Fixing Lens Flare on My Allsky Camera

In my last post I'd just about finished building my allsky camera and was itching to get it outside. Now that it's in its new spot and pointed at an actual sky, the first real-world problem has made itself known: lens flare.
Because the fisheye lens takes in the entire sky, it also takes in everything near the horizon, and that includes the streetlights and the lights from neighbouring houses. Any bright light hitting the lens from off to the side bounces around inside it and shows up in the image as ugly flares and blooms of stray light, washing out the part of the sky I actually care about.
You can see it clearly in one of the camera's own frames. Look at the warm orange blooms smeared across the lower half - all thrown by streetlights sitting just out of shot:

The fix is the same idea as a lens hood on a regular camera: block the light coming in from the sides before it ever reaches the glass. So today I designed and 3D printed a small baffle that sits around the lens and shades it from those low, off-axis lights.
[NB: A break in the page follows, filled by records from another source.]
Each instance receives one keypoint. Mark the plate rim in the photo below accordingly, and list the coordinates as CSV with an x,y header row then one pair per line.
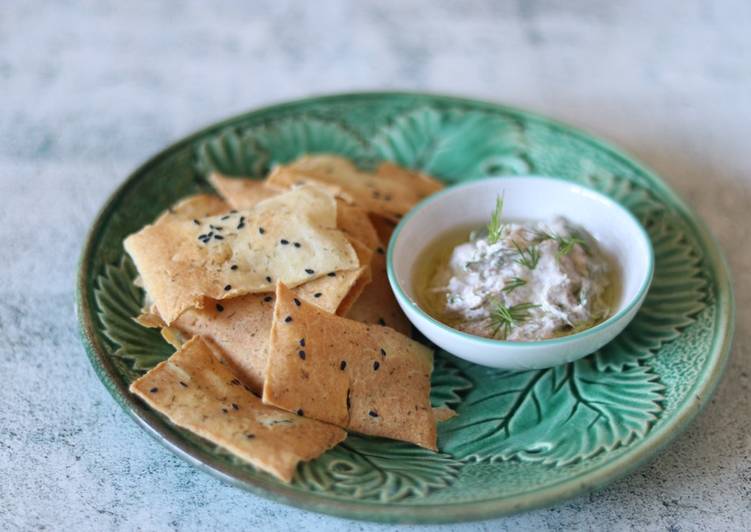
x,y
617,468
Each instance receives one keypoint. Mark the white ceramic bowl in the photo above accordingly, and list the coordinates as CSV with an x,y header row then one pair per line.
x,y
529,198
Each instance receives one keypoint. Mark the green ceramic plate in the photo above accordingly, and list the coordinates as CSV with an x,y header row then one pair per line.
x,y
521,440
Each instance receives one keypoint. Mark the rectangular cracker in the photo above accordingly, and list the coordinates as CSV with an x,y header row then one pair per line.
x,y
365,378
291,237
390,194
195,391
239,328
377,303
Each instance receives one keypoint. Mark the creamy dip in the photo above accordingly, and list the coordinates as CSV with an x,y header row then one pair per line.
x,y
531,281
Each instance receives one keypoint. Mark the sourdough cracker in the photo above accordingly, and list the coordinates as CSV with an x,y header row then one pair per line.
x,y
388,194
290,237
366,378
197,392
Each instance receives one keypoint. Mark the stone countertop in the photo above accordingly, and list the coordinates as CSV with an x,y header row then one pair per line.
x,y
88,90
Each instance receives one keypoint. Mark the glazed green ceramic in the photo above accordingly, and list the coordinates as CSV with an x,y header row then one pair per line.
x,y
521,440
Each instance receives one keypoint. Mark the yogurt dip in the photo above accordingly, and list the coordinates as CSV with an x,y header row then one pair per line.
x,y
521,281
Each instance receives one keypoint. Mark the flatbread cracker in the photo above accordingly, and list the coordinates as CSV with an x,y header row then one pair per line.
x,y
364,378
386,195
195,391
291,237
239,328
245,193
377,303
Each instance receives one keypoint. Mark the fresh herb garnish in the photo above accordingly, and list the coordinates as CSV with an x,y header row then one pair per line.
x,y
513,284
495,226
528,257
504,318
565,243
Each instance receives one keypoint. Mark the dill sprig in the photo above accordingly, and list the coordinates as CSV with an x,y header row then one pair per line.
x,y
495,226
504,318
565,243
513,284
528,257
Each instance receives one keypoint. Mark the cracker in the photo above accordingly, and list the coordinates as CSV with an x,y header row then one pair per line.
x,y
388,195
239,328
377,303
291,237
365,378
195,391
244,193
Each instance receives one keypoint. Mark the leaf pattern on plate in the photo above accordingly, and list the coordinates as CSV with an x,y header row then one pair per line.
x,y
377,469
678,293
255,151
119,301
447,384
454,145
556,416
583,415
231,153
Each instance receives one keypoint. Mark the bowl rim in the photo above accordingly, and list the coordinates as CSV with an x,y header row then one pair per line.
x,y
630,305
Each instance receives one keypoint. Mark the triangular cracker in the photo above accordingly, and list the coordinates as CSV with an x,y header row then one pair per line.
x,y
239,328
195,391
390,194
377,303
365,378
291,237
245,193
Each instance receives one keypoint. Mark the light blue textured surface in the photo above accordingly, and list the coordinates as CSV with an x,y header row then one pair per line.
x,y
88,90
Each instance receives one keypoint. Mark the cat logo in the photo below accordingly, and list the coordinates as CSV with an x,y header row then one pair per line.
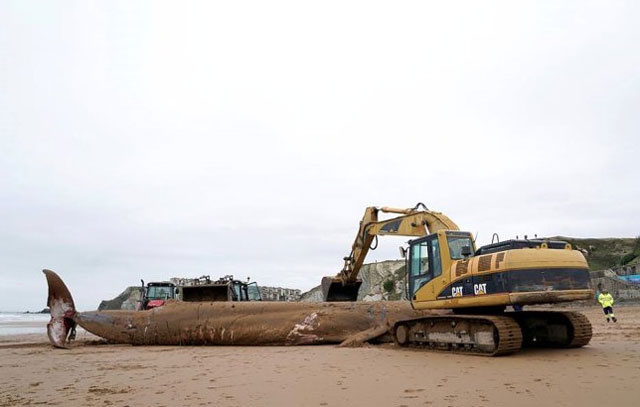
x,y
480,289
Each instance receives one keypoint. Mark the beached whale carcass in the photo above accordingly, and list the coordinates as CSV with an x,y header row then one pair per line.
x,y
224,323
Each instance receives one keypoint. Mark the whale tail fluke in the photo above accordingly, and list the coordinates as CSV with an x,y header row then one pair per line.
x,y
62,327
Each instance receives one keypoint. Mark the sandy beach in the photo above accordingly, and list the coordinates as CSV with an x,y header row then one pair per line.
x,y
606,372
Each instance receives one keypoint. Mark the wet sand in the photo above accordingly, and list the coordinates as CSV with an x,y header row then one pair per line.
x,y
606,372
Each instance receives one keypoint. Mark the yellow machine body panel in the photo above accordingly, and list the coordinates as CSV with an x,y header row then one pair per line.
x,y
514,273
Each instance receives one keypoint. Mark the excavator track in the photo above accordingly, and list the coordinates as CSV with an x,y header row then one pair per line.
x,y
485,335
494,335
553,329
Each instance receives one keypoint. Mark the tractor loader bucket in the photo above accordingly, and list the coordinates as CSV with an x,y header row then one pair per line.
x,y
334,290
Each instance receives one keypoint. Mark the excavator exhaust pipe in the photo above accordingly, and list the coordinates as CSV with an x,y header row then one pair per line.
x,y
334,290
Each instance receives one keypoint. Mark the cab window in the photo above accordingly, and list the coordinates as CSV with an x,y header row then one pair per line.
x,y
456,243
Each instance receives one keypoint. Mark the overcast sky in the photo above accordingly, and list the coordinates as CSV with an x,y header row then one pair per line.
x,y
153,139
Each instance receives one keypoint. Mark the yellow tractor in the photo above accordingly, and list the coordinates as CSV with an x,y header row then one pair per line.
x,y
446,271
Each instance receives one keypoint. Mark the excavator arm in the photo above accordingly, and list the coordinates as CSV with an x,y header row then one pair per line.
x,y
411,222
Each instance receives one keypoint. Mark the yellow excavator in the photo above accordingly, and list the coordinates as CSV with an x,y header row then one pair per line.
x,y
446,271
There's a trade-off — the baffle trims a little off the edges of the field of view. But honestly, that's no great loss. The very edge of an allsky frame is mostly houses and trees on the horizon anyway, and the fisheye distortion out there is so extreme that it's not good for much. Sacrificing a sliver of that to clean up the rest of the frame is an easy call.
And it worked better than I expected. Here's the sky the next night with the baffle fitted:

The flares are gone completely, and to my eye the sky even looks a touch clearer and higher in contrast now that all that scattered light isn't bleeding into the image.
It's a small thing, but this is exactly why I wanted to build the camera myself: when something isn't quite right, I can just model a part, print it, and bolt on a solution the same afternoon. More fixes and tweaks to come, I'm sure.